Future research could provide evidence of synchronization between earthquakes and SSEs in field data. The present article has shown that earthquakes may occur not necessarily at fixed recurrence intervals (regime (i)) but also in a complicated pattern of synchronization that involves more than one recurrence interval, so that may not give the impression at first glance that the seismic events are synchronized with SSEs (regime (ii)). As long as few SSEs and earthquakes have been observed, it remains difficult to discuss the relations between the SSEs and seismic events unless a clear spatiotemporal relationship is recognizable as in the Guerrero case mentioned in the introduction10. In the future, however, the complicated synchronization phenomena may be found in the modern observation data accumulated over a long time.

Method

Under a pulling displacement uload (Fig. 1b), the equilibrium of forces acting on the block (Fig. 1a) can be described quasi-dynamically with the following Eq. (2) of motion20,21 by using the spring constant k, the block displacement u, the block slip rate V and the friction τ:

$$\tau =k({u}_{load}-u)+\frac{GV}{2{V}_{s}},$$
(2)

where the S-wave velocity Vs = 3.27 km/s and the rigidity G = 30 GPa. We assume the friction τ follows a rate-and-state friction (RSF) law (Eq. (3)) and use the aging law (Eq. (4)) to serve as an evolution law for the strength parameter Φ22:

$$\tau ={\tau }_{\ast }+a{\sigma }_{n}\,\mathrm{ln}(V/{V}_{\ast })+{\rm{\Phi }},$$
(3)
$$\frac{d{\rm{\Phi }}}{dt}=\frac{b{\sigma }_{n}}{L/{V}_{\ast }}\exp (-\frac{{\rm{\Phi }}}{b{\sigma }_{n}})-\frac{b{\sigma }_{n}}{L/V},$$
(4)

where a, b and L are friction parameters, σn is the effective normal stress on the block’s sliding face, and V* is an arbitrary reference velocity (we set V* = Vpl in the present study). The τ* refers to the frictional stress under the steady state with velocity V*.

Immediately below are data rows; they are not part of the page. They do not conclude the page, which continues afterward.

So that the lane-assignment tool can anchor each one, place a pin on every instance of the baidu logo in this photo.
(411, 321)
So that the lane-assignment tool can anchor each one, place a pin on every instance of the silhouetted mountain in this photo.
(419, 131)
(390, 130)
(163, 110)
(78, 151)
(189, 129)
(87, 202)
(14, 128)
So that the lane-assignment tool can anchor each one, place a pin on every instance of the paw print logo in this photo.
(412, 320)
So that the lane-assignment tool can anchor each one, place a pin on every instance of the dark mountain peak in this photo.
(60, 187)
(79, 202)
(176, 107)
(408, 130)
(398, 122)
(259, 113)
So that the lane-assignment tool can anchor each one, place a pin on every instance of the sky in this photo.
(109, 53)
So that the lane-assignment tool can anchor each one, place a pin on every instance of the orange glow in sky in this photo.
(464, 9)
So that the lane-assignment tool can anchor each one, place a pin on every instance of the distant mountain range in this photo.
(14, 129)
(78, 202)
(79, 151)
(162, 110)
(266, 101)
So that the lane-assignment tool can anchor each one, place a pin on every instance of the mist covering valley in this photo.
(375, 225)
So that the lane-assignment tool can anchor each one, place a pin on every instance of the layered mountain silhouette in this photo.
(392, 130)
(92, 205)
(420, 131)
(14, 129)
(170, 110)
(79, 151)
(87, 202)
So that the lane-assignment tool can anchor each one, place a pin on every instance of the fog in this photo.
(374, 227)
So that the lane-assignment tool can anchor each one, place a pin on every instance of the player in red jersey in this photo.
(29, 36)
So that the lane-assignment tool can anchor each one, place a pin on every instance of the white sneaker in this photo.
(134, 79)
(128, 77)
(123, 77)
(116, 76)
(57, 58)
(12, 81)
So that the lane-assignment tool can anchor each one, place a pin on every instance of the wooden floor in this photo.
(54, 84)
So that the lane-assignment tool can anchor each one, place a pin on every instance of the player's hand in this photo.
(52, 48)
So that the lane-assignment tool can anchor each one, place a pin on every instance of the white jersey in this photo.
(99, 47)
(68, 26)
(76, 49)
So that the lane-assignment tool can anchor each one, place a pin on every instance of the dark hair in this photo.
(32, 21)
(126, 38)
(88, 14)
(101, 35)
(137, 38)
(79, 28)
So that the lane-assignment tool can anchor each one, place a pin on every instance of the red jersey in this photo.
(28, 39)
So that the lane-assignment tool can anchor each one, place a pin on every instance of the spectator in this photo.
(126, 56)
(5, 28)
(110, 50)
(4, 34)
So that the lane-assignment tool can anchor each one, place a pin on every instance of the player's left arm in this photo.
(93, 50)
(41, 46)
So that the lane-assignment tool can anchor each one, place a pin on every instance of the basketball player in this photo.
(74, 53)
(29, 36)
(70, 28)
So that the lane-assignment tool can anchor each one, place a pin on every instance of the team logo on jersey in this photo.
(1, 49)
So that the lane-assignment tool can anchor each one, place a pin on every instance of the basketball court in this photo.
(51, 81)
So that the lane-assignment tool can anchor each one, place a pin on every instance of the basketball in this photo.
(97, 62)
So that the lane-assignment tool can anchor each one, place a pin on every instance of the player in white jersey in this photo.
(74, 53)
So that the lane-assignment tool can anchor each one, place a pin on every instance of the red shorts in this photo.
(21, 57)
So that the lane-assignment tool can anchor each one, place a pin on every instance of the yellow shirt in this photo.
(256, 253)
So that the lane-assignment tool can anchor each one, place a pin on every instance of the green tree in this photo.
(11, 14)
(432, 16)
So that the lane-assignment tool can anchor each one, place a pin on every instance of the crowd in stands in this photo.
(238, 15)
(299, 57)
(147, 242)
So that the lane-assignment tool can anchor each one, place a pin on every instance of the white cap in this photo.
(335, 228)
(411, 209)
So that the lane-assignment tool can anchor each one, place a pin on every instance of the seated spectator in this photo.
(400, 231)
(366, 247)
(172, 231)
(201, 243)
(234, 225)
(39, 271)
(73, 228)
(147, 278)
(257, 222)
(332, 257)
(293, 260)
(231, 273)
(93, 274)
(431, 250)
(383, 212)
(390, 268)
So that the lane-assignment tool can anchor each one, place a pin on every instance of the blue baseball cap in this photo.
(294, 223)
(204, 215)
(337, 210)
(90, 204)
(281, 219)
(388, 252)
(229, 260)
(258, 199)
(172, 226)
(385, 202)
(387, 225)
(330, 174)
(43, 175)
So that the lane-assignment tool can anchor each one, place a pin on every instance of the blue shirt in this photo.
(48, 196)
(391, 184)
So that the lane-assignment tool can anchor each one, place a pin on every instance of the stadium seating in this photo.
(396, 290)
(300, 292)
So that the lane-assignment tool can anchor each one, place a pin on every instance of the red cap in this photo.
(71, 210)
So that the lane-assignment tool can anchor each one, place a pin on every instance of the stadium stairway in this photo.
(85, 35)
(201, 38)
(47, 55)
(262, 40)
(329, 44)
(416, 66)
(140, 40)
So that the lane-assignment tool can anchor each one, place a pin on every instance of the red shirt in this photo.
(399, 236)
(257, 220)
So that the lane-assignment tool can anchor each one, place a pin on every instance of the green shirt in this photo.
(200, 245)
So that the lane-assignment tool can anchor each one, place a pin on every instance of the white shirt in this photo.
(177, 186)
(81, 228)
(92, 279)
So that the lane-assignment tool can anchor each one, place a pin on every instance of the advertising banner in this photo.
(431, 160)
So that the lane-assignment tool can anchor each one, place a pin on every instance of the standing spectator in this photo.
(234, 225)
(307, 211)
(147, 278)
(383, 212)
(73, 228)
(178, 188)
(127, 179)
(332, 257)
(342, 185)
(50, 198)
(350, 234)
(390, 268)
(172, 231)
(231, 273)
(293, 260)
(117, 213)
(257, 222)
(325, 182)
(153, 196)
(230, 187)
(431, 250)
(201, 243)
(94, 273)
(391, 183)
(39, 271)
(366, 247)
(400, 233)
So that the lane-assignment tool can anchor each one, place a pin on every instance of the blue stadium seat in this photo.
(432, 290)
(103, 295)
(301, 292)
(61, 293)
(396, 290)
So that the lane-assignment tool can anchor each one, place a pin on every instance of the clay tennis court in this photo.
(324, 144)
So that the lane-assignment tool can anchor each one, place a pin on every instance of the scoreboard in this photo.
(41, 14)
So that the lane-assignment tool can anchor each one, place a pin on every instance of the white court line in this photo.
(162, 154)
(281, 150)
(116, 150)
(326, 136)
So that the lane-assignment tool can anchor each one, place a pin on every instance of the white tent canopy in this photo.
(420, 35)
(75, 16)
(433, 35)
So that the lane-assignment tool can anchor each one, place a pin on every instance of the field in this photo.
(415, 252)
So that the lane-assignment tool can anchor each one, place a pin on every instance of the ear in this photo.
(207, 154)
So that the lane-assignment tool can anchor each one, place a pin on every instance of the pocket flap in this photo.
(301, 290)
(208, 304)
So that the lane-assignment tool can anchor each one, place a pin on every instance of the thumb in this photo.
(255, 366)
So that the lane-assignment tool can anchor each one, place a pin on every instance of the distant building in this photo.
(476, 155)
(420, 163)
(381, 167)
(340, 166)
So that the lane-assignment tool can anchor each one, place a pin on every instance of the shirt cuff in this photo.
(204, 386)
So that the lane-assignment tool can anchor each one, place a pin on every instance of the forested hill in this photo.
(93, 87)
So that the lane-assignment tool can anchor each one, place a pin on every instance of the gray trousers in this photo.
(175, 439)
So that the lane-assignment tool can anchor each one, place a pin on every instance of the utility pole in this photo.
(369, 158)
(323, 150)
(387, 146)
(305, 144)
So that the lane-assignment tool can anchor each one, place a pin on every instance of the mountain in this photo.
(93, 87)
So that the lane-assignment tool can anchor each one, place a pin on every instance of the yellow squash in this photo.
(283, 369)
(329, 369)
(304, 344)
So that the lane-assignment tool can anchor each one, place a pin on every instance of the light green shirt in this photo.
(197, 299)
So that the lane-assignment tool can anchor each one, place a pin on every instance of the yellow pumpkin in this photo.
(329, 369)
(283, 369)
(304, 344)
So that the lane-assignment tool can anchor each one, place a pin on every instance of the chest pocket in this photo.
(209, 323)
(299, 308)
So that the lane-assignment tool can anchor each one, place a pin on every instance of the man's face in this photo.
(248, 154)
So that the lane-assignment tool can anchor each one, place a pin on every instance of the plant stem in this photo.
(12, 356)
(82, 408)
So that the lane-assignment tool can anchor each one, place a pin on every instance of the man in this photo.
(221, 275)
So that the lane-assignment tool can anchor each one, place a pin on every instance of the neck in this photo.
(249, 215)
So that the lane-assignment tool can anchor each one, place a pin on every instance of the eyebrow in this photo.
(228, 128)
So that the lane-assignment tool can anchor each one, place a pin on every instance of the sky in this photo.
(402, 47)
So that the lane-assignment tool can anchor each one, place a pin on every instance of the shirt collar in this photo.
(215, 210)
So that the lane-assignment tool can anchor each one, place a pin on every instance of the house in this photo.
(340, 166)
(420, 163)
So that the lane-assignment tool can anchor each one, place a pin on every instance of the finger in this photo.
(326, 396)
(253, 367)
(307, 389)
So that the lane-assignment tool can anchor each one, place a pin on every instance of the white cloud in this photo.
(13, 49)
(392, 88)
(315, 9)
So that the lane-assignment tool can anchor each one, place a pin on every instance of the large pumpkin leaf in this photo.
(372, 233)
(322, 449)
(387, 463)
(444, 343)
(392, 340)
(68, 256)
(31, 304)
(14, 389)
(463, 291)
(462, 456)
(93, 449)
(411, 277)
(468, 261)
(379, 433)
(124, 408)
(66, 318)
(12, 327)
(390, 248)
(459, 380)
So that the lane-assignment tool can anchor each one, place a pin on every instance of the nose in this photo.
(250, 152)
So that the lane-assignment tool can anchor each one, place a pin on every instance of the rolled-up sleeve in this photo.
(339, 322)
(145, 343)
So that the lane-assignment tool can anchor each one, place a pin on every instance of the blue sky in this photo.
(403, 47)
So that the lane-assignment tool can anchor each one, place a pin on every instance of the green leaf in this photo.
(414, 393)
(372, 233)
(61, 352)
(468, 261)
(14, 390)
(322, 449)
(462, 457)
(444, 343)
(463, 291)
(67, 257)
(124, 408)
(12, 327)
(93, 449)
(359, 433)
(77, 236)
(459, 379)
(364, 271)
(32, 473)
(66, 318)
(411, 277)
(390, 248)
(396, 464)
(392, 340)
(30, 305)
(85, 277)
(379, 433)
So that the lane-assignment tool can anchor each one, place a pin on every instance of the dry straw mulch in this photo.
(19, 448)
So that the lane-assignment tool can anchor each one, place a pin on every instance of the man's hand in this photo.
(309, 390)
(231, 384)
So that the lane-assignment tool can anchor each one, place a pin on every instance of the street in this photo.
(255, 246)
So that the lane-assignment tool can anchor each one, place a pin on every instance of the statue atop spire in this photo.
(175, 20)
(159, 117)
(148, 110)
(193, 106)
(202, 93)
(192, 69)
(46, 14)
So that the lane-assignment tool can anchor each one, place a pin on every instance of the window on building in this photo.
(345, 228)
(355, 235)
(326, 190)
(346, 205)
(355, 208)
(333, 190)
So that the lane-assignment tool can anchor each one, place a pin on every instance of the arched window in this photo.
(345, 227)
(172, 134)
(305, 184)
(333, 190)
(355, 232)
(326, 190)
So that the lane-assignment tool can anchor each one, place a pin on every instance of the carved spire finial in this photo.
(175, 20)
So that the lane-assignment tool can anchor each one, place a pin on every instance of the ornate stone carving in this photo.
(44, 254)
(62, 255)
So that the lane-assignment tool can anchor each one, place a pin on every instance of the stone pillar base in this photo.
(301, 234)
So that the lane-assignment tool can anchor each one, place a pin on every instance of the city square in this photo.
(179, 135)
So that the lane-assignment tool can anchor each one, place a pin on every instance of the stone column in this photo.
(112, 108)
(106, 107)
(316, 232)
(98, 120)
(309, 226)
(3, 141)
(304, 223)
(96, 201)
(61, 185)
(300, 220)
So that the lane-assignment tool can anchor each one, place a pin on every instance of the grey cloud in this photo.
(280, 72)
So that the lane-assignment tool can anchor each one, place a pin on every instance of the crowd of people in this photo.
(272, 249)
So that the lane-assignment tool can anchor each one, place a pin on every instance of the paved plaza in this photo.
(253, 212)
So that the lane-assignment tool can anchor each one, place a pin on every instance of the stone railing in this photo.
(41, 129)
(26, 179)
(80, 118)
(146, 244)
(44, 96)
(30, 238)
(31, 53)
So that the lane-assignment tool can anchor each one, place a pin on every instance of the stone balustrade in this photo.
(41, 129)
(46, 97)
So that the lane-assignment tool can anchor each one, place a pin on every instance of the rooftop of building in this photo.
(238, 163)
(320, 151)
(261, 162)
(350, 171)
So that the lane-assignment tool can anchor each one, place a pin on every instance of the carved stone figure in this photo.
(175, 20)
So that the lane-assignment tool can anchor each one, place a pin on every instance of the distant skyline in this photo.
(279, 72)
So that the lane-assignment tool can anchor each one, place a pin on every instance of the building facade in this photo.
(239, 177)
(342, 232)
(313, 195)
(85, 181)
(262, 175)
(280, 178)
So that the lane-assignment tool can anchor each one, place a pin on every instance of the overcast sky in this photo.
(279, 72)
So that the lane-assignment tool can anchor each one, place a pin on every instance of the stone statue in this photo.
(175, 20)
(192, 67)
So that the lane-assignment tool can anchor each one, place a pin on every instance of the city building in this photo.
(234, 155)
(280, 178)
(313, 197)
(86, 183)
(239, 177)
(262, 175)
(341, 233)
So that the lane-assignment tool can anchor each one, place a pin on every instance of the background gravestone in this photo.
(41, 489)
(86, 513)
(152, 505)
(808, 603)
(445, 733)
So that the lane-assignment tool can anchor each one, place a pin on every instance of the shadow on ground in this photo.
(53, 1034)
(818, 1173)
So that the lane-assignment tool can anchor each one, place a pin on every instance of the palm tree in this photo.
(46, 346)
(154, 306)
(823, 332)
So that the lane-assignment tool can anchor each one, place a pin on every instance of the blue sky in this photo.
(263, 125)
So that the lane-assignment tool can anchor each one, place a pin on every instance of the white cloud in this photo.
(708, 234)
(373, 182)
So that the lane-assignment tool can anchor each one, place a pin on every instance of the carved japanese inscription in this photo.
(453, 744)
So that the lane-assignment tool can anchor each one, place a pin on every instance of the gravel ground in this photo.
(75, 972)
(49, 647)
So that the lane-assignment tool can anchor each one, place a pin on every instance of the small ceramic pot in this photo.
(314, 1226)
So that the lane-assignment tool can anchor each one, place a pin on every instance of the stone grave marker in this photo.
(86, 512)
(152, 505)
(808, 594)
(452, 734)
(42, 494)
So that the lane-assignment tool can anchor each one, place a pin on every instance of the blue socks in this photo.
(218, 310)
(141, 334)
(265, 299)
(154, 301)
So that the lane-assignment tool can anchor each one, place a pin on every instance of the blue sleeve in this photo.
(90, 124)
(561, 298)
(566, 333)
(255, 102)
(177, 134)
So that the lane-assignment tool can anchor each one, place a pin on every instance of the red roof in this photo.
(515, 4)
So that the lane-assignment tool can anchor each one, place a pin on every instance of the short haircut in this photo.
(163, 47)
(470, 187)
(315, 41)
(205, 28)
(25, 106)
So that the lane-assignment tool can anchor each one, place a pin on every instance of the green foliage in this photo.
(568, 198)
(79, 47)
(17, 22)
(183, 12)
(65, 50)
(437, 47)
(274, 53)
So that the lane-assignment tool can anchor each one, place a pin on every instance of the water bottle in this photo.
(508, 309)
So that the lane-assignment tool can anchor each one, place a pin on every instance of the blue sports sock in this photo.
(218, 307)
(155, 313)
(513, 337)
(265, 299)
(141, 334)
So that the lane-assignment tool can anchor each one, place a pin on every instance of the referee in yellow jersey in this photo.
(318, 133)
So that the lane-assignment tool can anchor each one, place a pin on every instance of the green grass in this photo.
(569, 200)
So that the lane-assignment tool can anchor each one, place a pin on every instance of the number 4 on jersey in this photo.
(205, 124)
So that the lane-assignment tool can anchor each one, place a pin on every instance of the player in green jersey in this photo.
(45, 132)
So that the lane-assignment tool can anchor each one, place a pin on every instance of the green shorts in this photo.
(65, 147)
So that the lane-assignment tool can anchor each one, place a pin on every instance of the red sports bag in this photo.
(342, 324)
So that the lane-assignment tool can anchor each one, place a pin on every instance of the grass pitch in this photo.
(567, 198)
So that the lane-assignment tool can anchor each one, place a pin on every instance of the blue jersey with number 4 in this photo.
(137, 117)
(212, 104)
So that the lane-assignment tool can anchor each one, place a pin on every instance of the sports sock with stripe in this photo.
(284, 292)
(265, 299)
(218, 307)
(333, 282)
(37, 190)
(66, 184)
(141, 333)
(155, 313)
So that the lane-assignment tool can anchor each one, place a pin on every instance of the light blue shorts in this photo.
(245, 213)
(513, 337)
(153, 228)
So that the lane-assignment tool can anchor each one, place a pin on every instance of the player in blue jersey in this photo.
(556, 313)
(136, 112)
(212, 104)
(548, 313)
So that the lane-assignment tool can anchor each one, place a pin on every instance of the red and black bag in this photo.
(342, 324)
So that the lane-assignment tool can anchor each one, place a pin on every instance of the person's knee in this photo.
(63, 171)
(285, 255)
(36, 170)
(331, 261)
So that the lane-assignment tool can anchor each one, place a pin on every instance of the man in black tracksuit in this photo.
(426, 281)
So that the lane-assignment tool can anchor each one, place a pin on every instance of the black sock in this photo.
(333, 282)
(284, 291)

By way of initial condition, we set V at 0.9Vpl and Φ at the corresponding steady-state value when t = 0. The first and second terms on the right-hand side of Eq. (4) represent the processes of time-dependent healing and slip weakening of the strength, respectively. The block motion in this system is generally takes the form of intermittent stick slip (earthquakes) when a < b and k < kcritical (≡ σn(b − a)/L). We set σn at 100 MPa; a = 0.010 and b = 0.012; and k at 0.5kcritical, because we are interested in earthquake occurrences. We use the Runge-Kutta method with variable time steps23 to solve the system of Eqs (24) to obtain time evolutions of the slip rate and the stress.